We’re all familiar with the cyber attacks on big-name companies and organizations that have made the news in recent years (for examplem Target and JP Morgan Chase). Although these scares may be effective at alerting other Fortune 500 companies to beef up their security, they tend to have the opposite effect on SMBs that often believe they are too small to make it onto cybercriminals’ radar.
The reality is that SMBs are targeted more often than enterprises. In fact, according to the Verizon Data Breach Investigation Report, 81 percent of all data breaches happen to small businesses. The Ponemon Institute’s 2016 State of Cybersecurity in Small and Medium-Sized Businesses report revealed that 50 percent of SMBs had data breaches in the past 12 months that involved customer and employee information. In the aftermath of these incidents, companies spent an average of $879,582 because of damage or theft of IT assets. Furthermore, disruption to normal business operations added another $955,429 to the cost, bringing the total loss to more than $1.8 million.
Almost always, the biggest security problem SMBs face is a lack of education about just how serious the situation is. Beyond that, however, inadequate and/or outdated security defenses are a major problem. Traditional firewalls are a good case in point. While blocking Internet traffic on network ports (such as port 21 for FTP traffic) was effective years ago, today it is akin to blocking the wind with a screen door. Here are three reasons you should be replacing your SMB customers’ legacy firewalls with next-generation firewalls (NGFWs).

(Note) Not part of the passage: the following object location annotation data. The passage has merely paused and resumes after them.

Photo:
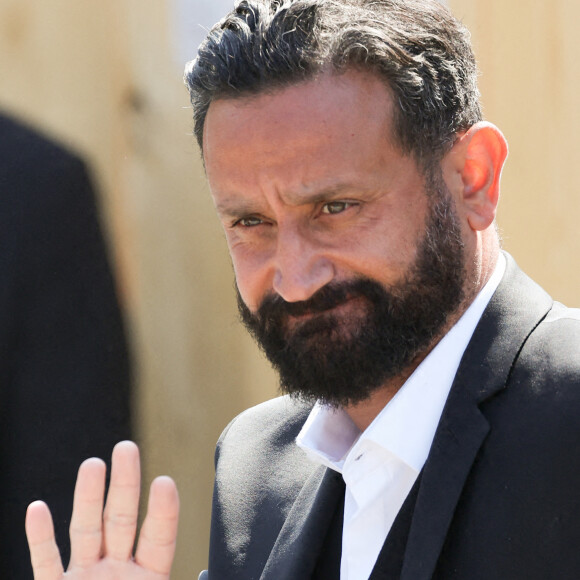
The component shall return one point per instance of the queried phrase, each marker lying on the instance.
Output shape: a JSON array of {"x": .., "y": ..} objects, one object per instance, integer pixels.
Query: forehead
[{"x": 306, "y": 132}]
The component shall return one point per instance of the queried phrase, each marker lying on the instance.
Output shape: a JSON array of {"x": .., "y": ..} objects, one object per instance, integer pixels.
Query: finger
[
  {"x": 86, "y": 523},
  {"x": 44, "y": 554},
  {"x": 158, "y": 536},
  {"x": 120, "y": 522}
]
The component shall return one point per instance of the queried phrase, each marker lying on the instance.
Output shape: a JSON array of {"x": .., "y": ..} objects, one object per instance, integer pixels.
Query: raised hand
[{"x": 102, "y": 542}]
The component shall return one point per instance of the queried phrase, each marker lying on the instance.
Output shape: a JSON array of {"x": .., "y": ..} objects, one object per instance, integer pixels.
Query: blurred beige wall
[
  {"x": 106, "y": 78},
  {"x": 530, "y": 82}
]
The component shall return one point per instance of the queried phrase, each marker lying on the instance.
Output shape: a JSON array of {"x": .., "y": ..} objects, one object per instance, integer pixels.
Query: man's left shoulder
[{"x": 553, "y": 346}]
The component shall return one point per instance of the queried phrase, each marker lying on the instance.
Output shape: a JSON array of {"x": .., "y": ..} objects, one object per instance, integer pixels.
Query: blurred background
[{"x": 105, "y": 79}]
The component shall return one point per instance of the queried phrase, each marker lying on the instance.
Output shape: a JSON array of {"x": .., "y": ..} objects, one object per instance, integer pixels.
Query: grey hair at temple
[{"x": 421, "y": 51}]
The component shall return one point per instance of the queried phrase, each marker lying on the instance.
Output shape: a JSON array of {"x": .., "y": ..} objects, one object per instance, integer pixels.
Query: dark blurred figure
[{"x": 64, "y": 371}]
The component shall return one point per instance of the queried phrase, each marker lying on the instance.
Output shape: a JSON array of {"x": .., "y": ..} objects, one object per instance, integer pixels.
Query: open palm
[{"x": 102, "y": 541}]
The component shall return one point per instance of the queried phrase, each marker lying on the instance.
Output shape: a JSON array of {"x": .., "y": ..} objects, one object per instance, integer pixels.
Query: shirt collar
[{"x": 407, "y": 424}]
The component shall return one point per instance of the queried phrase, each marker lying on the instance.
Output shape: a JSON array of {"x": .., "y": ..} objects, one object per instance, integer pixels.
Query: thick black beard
[{"x": 343, "y": 360}]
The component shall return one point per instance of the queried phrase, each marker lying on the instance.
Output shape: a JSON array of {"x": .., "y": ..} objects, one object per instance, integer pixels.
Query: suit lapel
[
  {"x": 298, "y": 545},
  {"x": 514, "y": 311}
]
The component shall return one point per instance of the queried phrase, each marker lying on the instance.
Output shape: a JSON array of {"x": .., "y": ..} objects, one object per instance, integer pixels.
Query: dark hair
[{"x": 420, "y": 50}]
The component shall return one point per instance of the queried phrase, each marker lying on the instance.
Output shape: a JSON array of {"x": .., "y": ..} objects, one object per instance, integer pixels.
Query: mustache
[{"x": 274, "y": 308}]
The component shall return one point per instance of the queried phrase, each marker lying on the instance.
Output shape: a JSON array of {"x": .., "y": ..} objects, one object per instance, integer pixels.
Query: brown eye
[
  {"x": 249, "y": 222},
  {"x": 334, "y": 207}
]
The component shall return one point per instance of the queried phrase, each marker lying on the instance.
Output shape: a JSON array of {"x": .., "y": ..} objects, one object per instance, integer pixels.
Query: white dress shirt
[{"x": 380, "y": 465}]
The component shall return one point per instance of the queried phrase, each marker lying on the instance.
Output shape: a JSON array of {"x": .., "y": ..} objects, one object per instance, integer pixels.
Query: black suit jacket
[
  {"x": 64, "y": 372},
  {"x": 499, "y": 495}
]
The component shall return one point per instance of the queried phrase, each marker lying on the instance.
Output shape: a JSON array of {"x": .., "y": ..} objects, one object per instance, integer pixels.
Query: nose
[{"x": 301, "y": 267}]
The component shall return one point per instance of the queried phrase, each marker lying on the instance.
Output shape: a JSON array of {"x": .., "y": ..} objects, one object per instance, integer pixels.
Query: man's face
[{"x": 346, "y": 262}]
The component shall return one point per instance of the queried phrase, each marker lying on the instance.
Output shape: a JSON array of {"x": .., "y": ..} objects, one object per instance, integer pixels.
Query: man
[
  {"x": 64, "y": 368},
  {"x": 432, "y": 428}
]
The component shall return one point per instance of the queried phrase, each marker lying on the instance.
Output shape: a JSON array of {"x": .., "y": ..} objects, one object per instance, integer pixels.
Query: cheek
[{"x": 251, "y": 279}]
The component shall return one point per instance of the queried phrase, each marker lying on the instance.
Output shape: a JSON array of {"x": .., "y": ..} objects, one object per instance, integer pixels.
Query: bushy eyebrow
[{"x": 233, "y": 207}]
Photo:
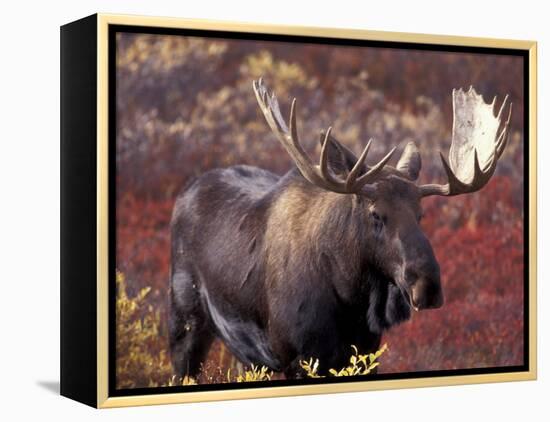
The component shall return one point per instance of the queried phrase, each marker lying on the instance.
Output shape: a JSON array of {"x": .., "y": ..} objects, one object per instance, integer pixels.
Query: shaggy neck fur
[{"x": 326, "y": 232}]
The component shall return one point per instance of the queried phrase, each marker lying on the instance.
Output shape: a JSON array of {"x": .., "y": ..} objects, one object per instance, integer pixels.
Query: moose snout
[{"x": 427, "y": 294}]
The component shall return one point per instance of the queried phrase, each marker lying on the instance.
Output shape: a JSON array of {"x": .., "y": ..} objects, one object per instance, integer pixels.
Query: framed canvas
[{"x": 254, "y": 210}]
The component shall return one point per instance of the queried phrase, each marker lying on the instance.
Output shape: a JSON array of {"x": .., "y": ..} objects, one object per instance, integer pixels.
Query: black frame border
[{"x": 114, "y": 28}]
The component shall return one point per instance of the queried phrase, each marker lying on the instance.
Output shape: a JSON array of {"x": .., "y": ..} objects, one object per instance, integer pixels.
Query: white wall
[{"x": 29, "y": 207}]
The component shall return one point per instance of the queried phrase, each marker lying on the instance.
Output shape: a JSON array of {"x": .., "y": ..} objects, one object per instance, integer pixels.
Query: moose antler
[
  {"x": 476, "y": 145},
  {"x": 319, "y": 175}
]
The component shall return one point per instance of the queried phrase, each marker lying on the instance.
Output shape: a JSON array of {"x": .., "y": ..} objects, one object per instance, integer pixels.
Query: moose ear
[
  {"x": 410, "y": 163},
  {"x": 340, "y": 159}
]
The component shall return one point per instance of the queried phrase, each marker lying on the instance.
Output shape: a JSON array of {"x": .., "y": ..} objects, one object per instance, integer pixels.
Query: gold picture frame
[{"x": 96, "y": 34}]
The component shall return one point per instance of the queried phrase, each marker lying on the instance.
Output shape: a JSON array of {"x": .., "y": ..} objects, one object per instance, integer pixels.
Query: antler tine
[
  {"x": 476, "y": 145},
  {"x": 352, "y": 176},
  {"x": 373, "y": 173},
  {"x": 320, "y": 175}
]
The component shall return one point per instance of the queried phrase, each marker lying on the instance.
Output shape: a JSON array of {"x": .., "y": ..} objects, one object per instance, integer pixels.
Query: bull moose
[{"x": 284, "y": 268}]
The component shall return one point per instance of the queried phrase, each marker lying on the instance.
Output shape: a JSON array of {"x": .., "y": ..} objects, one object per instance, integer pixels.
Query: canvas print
[{"x": 304, "y": 212}]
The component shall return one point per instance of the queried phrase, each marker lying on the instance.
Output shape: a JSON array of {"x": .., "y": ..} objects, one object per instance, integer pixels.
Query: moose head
[{"x": 388, "y": 197}]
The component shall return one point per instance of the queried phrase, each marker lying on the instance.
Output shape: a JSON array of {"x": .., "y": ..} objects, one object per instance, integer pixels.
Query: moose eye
[{"x": 378, "y": 219}]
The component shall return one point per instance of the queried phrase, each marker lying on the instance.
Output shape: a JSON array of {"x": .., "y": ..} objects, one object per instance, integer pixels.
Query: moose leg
[{"x": 189, "y": 326}]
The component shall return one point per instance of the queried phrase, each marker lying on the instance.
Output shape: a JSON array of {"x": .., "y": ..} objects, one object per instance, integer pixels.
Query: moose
[{"x": 285, "y": 268}]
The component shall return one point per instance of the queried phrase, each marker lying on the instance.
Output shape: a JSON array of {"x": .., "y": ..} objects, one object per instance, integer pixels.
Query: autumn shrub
[{"x": 359, "y": 364}]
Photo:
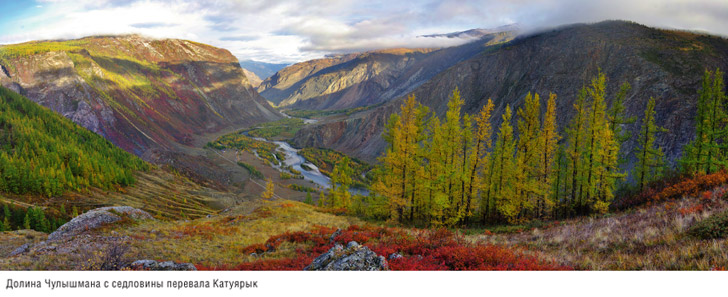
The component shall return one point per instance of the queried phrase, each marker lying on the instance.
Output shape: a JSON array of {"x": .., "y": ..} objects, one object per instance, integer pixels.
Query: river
[{"x": 294, "y": 160}]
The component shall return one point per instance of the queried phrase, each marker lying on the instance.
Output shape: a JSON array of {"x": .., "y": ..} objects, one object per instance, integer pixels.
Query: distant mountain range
[
  {"x": 139, "y": 93},
  {"x": 360, "y": 79},
  {"x": 261, "y": 69},
  {"x": 664, "y": 64}
]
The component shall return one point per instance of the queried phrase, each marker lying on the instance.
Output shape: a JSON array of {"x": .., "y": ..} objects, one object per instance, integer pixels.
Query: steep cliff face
[
  {"x": 253, "y": 79},
  {"x": 667, "y": 65},
  {"x": 367, "y": 78},
  {"x": 139, "y": 93}
]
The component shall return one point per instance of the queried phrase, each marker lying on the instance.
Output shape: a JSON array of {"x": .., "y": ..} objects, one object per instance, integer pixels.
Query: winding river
[{"x": 294, "y": 160}]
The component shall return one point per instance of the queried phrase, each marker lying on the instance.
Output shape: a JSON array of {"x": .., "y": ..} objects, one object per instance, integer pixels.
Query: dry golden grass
[
  {"x": 648, "y": 238},
  {"x": 219, "y": 240}
]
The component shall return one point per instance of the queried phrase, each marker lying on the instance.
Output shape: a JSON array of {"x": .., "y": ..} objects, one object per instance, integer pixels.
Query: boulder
[
  {"x": 20, "y": 250},
  {"x": 96, "y": 218},
  {"x": 334, "y": 235},
  {"x": 353, "y": 257},
  {"x": 162, "y": 266}
]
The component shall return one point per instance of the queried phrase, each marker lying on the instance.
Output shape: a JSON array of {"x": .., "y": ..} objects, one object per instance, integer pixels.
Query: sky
[{"x": 286, "y": 31}]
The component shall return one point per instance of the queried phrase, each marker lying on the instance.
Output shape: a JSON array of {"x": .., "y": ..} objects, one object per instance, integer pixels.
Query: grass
[
  {"x": 654, "y": 237},
  {"x": 312, "y": 114},
  {"x": 264, "y": 150},
  {"x": 253, "y": 172},
  {"x": 417, "y": 250},
  {"x": 326, "y": 159},
  {"x": 220, "y": 240},
  {"x": 284, "y": 128}
]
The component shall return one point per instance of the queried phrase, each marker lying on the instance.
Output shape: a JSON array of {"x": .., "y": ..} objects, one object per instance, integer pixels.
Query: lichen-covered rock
[
  {"x": 353, "y": 257},
  {"x": 96, "y": 218},
  {"x": 157, "y": 265},
  {"x": 22, "y": 249},
  {"x": 334, "y": 235}
]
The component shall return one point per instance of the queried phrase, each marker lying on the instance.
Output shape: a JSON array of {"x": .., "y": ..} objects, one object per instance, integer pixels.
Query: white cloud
[{"x": 290, "y": 31}]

Reason No. 1: Data Encryption Is a Double-Edged Sword
One of the most effective ways to protect data in transit is to encrypt it. This strategy has become so popular that as much as two-thirds of all North American Internet traffic could be encrypted by the end of 2016, according to a report from Sandvine. The downside is that it didn’t take hackers long to figure out how to exploit this security feature for their own purposes. By encrypting malware, for example, traditional firewalls, which rely on payload visibility, become less effective.
NGFWs, on the other hand, are able to gather headers and other unencrypted parts of the data stream, which enables security teams to analyze encrypted traffic more effectively. NGFWs also help security professionals ensure HTTPS requests aren’t coming from — or being directed to — suspicious locations.
Reason No. 2: Zero-Day Threats Are on the Rise
Traditional firewalls use signature-dependent IPS (intrusion prevention system) and antivirus engines. After a new virus or malware variant is discovered, the firewall vendor creates a new signature and then pushes it out to users so they can be protected from the new threat. The problem with this approach is that it only protects users from already-known malware signatures, not the new ones, called zero-day vulnerabilities.
Cybercriminals are releasing new malware variants into the wild at an increasingly fast pace. According to the 2016 Vulnerability Review by Secunia Research at Flexera Software, for instance, the number of zero-day vulnerabilities discovered in 2013 was 14. In 2015, there were 25 zero-day vulnerabilities discovered, representing a 79 percent increase.
NGFWs are not restricted to signatures like their predecessors are. These tools use cloud-based signature-less technologies to evaluate data flows, files and other bits of information. NGFWs analyze every file that tries to run on a PC and feeds that data into a threat intelligence network in the cloud, allowing them to quickly respond to the latest malware threats.
Reason No. 3: Being Proactive Is Always Better Than Being Reactive
In addition to the drawbacks already mentioned, legacy firewalls have limited visibility and alerting capabilities, which means that once a hacker goes through or around their security defenses, it can take a long time before the compromise is discovered. According to research from Microsoft, for instance, the average amount of time attackers reside within a network before being detected (a.k.a., the "time to detection" or TTD) is more than 140 days. During this time, cybercriminals can accumulate intellectual property and other valuable digital assets and plot out subsequent attacks.
By using advanced fingerprint and deep SSL encryption technologies, NGFWs can significantly reduce the TTD of a security attack or breach. Additionally, granular policies for specific application features (such as restricting unauthorized/personal cloud apps and/or social media usage) can be applied to user groups — or specific users — for added safety measures.
The security threat landscape has evolved significantly over the past few years. Not only are many of the legacy security tools, such as traditional firewalls, insufficient for defending against today’s sophisticated attacks, they often create a false sense of security. Rather than allowing your customers to take a “No news is good news” approach to security, educate them about their risks and help them transition to a better mantra, such as, “An ounce of prevention is worth a pound of cure.”
Neal Bradbury is Senior Director of Business Development for Intronis MSP Solutions by Barracuda, a provider of backup and data protection solutions for managed services providers, where he is responsible for generating greater business value for the company’s MSP partner community and alliance partners.